New Welcome Lodge - Founding and History

Founding and History

The lodge was consecrated in 1929, shortly before the formation in 1929 of the second Labour Government. Its founding was reported in a number of national newspapers including the Daily Telegraph, and Sporting Life. It was created at the suggestion of the then Prince of Wales, afterwards King Edward VIII, who was concerned by the antagonism between Freemasonry and the British left, and the fact that a number of Labour MPs were blackballed when applying to join Masonic lodges. The New Welcome Lodge was intended to form a link between Freemasonry and the new governing party, and was open to Labour MPs and for employees of trade unions and the Labour party; its members included Labour's deputy leader Arthur Greenwood. Hugh Dalton alleged that he had been approached to join the lodge, being told that the association was useful and that Greenwood (then deputy leader) was a member.

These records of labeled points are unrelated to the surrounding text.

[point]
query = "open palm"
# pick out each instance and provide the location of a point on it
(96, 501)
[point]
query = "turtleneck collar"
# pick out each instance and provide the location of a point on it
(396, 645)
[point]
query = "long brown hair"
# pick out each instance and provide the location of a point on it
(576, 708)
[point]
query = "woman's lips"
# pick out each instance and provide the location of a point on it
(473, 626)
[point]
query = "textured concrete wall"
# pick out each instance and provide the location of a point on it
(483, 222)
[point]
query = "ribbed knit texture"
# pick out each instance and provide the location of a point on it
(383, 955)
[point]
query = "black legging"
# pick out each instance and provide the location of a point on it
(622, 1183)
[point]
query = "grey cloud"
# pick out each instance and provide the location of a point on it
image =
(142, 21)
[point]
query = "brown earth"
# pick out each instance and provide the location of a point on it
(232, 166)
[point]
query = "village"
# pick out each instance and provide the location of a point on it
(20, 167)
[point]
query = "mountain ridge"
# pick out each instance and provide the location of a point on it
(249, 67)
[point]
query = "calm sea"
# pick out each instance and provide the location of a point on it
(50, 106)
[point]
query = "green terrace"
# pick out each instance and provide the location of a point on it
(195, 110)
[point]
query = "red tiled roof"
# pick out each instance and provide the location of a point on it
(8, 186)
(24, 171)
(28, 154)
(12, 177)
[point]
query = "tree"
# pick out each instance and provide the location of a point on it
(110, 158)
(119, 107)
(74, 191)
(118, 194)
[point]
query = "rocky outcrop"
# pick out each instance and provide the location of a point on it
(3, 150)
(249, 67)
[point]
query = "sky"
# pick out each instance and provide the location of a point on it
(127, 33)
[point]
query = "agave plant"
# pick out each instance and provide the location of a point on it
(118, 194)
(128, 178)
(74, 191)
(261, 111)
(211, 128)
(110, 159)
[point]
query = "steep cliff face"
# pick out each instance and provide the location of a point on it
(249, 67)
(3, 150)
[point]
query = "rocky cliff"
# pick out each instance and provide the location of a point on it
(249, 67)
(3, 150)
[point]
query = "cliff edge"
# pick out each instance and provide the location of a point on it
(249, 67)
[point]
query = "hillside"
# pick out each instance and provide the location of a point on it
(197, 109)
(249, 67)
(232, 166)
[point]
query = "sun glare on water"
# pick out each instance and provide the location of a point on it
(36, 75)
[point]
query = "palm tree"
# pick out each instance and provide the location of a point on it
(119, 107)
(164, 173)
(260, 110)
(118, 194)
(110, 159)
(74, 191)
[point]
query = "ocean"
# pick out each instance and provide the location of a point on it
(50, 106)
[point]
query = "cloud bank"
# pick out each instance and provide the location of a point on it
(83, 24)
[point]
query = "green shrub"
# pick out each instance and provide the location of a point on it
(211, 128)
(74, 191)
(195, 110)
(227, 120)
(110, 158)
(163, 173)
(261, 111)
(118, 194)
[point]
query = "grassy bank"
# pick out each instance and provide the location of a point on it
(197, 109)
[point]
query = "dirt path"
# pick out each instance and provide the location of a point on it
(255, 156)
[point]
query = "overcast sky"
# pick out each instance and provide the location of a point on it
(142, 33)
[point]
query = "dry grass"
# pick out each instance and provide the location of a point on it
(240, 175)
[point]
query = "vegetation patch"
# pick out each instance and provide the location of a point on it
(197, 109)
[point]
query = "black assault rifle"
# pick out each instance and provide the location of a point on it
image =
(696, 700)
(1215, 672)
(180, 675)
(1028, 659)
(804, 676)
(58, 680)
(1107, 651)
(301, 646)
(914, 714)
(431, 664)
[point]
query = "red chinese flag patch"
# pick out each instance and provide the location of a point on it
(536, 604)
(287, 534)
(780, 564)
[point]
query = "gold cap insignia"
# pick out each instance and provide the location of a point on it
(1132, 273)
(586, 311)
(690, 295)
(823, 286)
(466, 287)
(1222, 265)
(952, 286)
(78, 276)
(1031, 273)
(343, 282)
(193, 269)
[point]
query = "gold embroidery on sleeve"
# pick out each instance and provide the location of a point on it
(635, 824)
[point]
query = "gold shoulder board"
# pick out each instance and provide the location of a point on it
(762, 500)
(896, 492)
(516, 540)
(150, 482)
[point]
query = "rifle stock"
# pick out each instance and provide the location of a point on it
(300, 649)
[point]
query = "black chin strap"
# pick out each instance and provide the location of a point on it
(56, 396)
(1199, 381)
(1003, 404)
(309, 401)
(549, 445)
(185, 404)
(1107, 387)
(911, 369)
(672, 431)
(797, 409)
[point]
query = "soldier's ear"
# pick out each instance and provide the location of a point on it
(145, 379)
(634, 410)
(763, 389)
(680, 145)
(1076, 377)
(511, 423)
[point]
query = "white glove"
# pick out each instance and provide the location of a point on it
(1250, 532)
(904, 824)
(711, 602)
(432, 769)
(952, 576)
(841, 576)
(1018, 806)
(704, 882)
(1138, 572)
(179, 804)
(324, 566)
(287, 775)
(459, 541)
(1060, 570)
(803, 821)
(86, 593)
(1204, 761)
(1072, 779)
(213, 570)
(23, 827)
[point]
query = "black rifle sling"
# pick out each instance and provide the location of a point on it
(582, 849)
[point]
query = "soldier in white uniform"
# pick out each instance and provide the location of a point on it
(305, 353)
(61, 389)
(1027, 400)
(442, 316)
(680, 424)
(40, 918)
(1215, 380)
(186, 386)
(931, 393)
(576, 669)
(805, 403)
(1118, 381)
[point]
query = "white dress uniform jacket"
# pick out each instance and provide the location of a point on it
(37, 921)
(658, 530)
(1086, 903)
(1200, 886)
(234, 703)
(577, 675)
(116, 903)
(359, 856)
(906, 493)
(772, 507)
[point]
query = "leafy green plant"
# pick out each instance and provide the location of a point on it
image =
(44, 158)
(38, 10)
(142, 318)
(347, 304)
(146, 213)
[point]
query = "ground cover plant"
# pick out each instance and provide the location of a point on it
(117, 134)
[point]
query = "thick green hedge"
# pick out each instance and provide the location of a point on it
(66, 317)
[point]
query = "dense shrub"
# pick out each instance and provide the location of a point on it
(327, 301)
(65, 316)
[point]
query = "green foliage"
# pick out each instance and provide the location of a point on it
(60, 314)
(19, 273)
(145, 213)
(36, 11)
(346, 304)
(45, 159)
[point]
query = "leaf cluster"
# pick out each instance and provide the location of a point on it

When the Parliamentary Labour Party was reduced in strength after its split at the 1929 general election over Ramsay MacDonald's formation of the National Government, numbers were reduced, and in 1934 membership was opened to all men working in the Palace of Westminster. Sir Walter Liddall was the first Conservative MP to be initiated in the lodge in 1937. By 1940, MPs from the three main parties were in the lodge and, since the Second World War, the membership of the lodge has been chiefly drawn from the staff of the Palace of Westminster.

Herbert Dunnico was Master of the New Welcome Lodge in 1931.

In recent years, the lodge has been mentioned in Parliament by Labour MPs such as Max Madden and Chris Mullin.